Overview of the ntuple content

Last update: 19 May 2023 [History] [Edit]

Now that we have finished with the ntuple production steps, we will shift focus to doing some common analysis procedures on ntuples. The next few sections will focus on building an analysis from ntuples, but first let’s look at the ntuples that you have produced and the centrally-produced ntuples that you will use in the next steps.

Locally-produced ntuples

In the AnaAlgorithm steps up to this point, you have been running over a single ttbar sample and have added a small number of branches that hold information about a few physics object collections as well as missing transverse energy.

You can check the ntuple content by opening (from the run directory) submitDir/data-ANALYSIS/dataset.root and using a TBrowser. The analysis tree should have the following branches:

User-produced ntuple TTree branches

As a reminder, the el_*, mu_* and jet_* branches are vectors of float corresponding to physics objects in each event while the met_* branches are float and runNumber and eventNumber are int since one value exists for each event.

Ntuples for analysis

A single simulated ttbar background sample is not sufficient to perform a physics analysis and the set of information contained in your ntuple is very limited. Rather than having you extend the ntuple content and go through the time consuming step of running your code over several dozen samples, complete ntuples produced from the necessary samples are provided.

The full set of provided ntuples are available at /eos/user/j/jveatch/tutorial/ntuple/. The available samples are split into the following directories:

  • signal: numerous leptoquark signal samples with varying masses, widths, and other model parameters
  • data: a subset of the available ATLAS Run 2 detector data
  • ttbar, wjets, etc.: the complete set of each background process that is important for the analysis

Within each directory, you will see files named *_out.root. For the signal and background samples, the six digit number in the file name corresponds to the sample’s DSID since these are all simulation. For the data samples, the number corresponds to the run number in which the data was collected.

Now let’s look at the content of one of the simulated samples using a TBrowser:

User-produced ntuple TTree branches

User-produced ntuple TTree branches

You will see almost all of the same branches that are in your locally-produced ntuple as well as a large number of additional branches.

In addition to the electron (el), muon (mu), and jet (jet) object branches, you also see branches for tau leptons (tau) and photons (ph). You also see additional met branches as well as branches holding information about trigger decisions.

tip Note that the ntuples contain tau and photon information even though they are not used in the analysis. This is generally considered bad practice because it adds size to the ntuples needlessly. Additionally, the inclusion of unneeded objects can impact the overlap removal procedure in a way that is not optimal for the analysis.

tip In this version of the ntuple, the met branches are vectors of floats, but this is not strictly necessary.
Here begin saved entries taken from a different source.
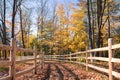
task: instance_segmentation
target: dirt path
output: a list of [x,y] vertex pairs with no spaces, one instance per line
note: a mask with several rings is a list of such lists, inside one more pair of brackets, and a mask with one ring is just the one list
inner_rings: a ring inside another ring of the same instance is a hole
[[[86,72],[82,67],[76,64],[49,62],[47,67],[34,80],[108,80],[107,76],[96,72]],[[41,73],[40,73],[41,72]],[[43,78],[38,78],[40,76]]]
[[59,73],[59,80],[63,80],[64,79],[64,73],[61,71],[61,69],[57,65],[55,65],[55,67],[57,69],[57,73]]
[[69,68],[59,63],[47,63],[49,67],[43,80],[79,80]]
[[85,71],[85,67],[77,64],[47,62],[43,69],[38,67],[36,75],[28,73],[17,80],[108,80],[108,77],[93,70]]
[[48,64],[48,67],[47,67],[47,72],[45,73],[45,77],[43,78],[43,80],[49,80],[50,78],[50,73],[51,73],[51,68],[50,68],[50,64]]
[[[61,65],[61,64],[59,64],[59,65]],[[72,75],[72,77],[74,77],[74,80],[78,80],[78,76],[74,73],[74,72],[72,72],[72,70],[70,70],[69,68],[67,68],[66,66],[64,66],[64,65],[61,65],[66,71],[68,71],[71,75]]]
There are also several branches that end with NOSYS, which indicates that these represent nominal values without any systematic variations considered. More details about storing systematic variations will be presented in the systematic uncertainties section.

Furthermore, most physics object collections contain select and effSF branches. The former indicates whether each object in the collection passes the selection criteria of a working point and overlap removal for a particular systematic variation (nominal in this case). Only objects that pass at least one systematic variations are kept, those failing all available variations are discarded. The latter is a scale factor that needs to be applied on an object basis to correct for differences between simulation and detector data.

Finally, the generatorWeight branch includes weights that need to be applied to each simulated event to account for NLO contributions as well as scaling the simulation to the expected yields in data.

The data samples do not contain any scale factor or weight branches.